Kapitel 1: MITTWOCHS UM 1/2 DREI AM FUSS DER BLAUEN BERGE
Zur Army hatten wir uns schon in der vierten Klasse freiwillig gemeldet, mein Freund Werner und ich. Jetzt taten wir Dienst in diesem gottverlassenen Außenposten im tiefsten Westen. Das Fort war ein Geschenk meines Taufpaten, eines der schönsten, das ich je in diesen kargen 1960er Jahren erhalten hatte. Es verfügte über einen offenen und einen überdachten Wehrturm, war geschützt durch spitze Palisaden und ein mächtiges Holztor, welches man mit einem echten Riegel von innen versperren konnte. Die Mannschaft wohnte in einem rustikalen Blockhaus und sie bestand aus einem zusammengewürfelten Haufen von Uniformierten in den blauen Hemden der Nordstaaten und mit gelben Halstüchern, sowie zahllosen Revolverhelden mit stets schußbereiten 45er Colts in den Fäusten. Wir beide trafen uns mehrfach die Woche zum Cowboy- und Indianerspielen, mal bei ihm und mal bei mir zuhause und der Gast brachte seine Figurensammlung jeweils in einem großen Plastikeimer mit. Die Schlachten gegen die Indianer verliefen stets nach dem selben Strickmuster. Es waren generell die verhaßten Rothäute, die uns edle Bleichgesichter heimtückisch und aus reiner Mordlust überfielen, um an unsere prächtigen Skalps zu kommen. Zunächst durften sie auch einige von uns niedermetzeln, das machte unseren Endsieg später umso glorreicher, aber es waren immer nur die leicht abgenutzten, schäbigen Cowboyfiguren, die wir als Kanonenfutter opferten. Als die Lage schließlich hoffnungslos erschien, wagten wir beiden Helden des Westens einen todesmutigen Ausbruch und knallten alles nieder, was uns vor die glühenden Läufe kam. Ein gnädiger Tod auf dem Schlachtfeld erschien uns viel zu milde für die verhaßte Indianerbrut. Auge um Auge, Zahn um Zahn hieß es und so begannen wir die Gefangenen nach Art der Kiowas zu martern und durchbohrten ihre muskulösen Elastolinkörper mit rotglühenden Stecknadeln, die wir vorher über einer Kerzenflamme erhitzt hatten. Die grausamen Szenen, die sich auf unserem Küchenboden abspielten, hätte man in den jugendfreien Bonanzafolgen am Sonntagnachmittag nicht senden dürfen. Nach vollbrachtem Gemetzel kamen alle Bleichgesichter und Rothäute wieder gemeinsam in den Eimer und wir beide gönnten uns zufrieden noch den einen oder anderen sahnig fluffigen Mohrenkopf.
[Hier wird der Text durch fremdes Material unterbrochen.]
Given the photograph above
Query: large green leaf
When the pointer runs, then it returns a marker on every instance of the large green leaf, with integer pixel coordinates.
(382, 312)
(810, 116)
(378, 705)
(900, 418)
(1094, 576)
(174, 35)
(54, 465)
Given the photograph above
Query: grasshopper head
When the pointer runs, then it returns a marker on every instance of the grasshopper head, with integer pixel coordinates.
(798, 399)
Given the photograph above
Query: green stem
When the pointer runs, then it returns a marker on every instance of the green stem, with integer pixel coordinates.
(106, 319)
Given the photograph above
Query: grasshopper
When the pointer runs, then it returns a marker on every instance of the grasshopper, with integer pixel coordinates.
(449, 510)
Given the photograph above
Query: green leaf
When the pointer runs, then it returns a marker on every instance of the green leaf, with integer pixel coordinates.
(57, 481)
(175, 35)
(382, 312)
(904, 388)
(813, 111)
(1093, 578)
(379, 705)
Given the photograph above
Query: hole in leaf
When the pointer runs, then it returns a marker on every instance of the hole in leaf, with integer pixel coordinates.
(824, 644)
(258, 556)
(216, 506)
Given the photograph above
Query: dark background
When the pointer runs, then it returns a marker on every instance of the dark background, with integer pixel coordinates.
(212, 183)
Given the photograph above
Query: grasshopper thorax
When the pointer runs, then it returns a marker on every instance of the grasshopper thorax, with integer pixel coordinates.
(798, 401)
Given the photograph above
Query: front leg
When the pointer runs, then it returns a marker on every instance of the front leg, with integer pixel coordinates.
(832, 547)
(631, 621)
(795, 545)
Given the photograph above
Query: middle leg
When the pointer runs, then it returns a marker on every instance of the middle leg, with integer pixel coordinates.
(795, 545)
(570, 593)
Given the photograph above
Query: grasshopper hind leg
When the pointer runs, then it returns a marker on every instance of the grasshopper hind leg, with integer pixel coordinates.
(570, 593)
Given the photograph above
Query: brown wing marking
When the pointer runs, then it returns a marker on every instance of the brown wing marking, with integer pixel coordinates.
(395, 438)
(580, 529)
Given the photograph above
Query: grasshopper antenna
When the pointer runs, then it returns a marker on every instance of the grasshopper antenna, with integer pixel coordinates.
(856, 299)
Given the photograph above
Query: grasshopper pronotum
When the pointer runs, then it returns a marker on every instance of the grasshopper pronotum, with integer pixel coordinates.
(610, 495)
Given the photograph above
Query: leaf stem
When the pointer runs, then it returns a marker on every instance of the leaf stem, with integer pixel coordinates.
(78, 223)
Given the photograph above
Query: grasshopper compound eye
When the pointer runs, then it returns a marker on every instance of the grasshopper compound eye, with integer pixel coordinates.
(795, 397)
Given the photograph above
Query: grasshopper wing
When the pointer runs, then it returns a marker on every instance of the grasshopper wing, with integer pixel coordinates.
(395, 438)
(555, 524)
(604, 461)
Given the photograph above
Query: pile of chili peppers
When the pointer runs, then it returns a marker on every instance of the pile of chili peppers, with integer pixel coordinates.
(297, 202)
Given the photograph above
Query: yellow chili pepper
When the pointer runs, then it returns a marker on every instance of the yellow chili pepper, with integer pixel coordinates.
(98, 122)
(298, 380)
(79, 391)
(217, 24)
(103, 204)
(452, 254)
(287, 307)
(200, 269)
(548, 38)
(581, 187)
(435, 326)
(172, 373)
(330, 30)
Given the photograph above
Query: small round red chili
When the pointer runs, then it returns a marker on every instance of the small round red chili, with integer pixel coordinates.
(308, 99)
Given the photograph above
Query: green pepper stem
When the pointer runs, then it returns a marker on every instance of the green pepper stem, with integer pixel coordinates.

Kapitel 2: WER MACHT DIE WEHRMACHT?
Manchmal spielten wir auch 2. Weltkrieg, von dem uns die Eltern nur ganz wenig erzählten, obwohl er noch gar nicht lange zurück lag. Das Drehbuch war im Prinzip das gleiche wie bei den Indianerkriegen, nur die Statisten dafür wurden ausgetauscht. Der heimtückische Aggressor waren jetzt die Russen und auf der guten Seite stand erneut die US Army. Von unserer deutschen Wehrmacht wußten wir ja nur, daß sie den Krieg versemmelt hatte und deshalb galt sie als Verlierer und in diese undankbare Rolle wollte kein Kind schlüpfen. Das Rekrutieren der Kompanien war ein langwieriger Prozeß, denn die kleinen Spielfiguren waren Teil der begehrtesten Lutscher, die man „beim Bäck“ droben kaufen konnte. Die Plastiksoldaten waren quasi der Stiel eines Lollis und wenn man die kegelförmige Masse aus Zucker und Chemikalien darüber weggelutscht hatte, besaß man einen neuen, anfangs klebrigen Kämpfer für sein Regiment. Hatte dieser eine Maschinenpistole umhängen oder hielt ein Sturmgewehr im Anschlag war man selig, während unbewaffnete Funker und Beobachter mit Feldstecher nur als Staffage dienten. Die militanten Lutschsoldaten gab es in zwei Farben, in einem hellen Mausgrau und im dunklen Oliv. Die graue Variante war natürlich „der Russ“ und die grünen Uniformen standen für die GIs aus Amerika. Farblose Russen kaufte man sich trotzdem oder erstand welche auf der dörflichen Tauschbörse, denn schließlich brauchte man auch jede Menge Iwans, die man mit seinen MG-Schützen reihenweise niedermähen konnte. Verstärkt wurden die Einheiten durch kleine Plastikkanonen, mit denen man Streichhölzer abfeuern konnte. Das wirkte besonders effektiv, wenn man die Schwefelköpfchen vor dem Abschuß anzündete, allerdings sollte man dann nicht auf der guten Auslegeware im Wohnzimmer Krieg spielen, denn sonst hinterließ man auf dem Schlachtfeld Einschußlöcher und wie im wahren Leben „verbrannte Erde“.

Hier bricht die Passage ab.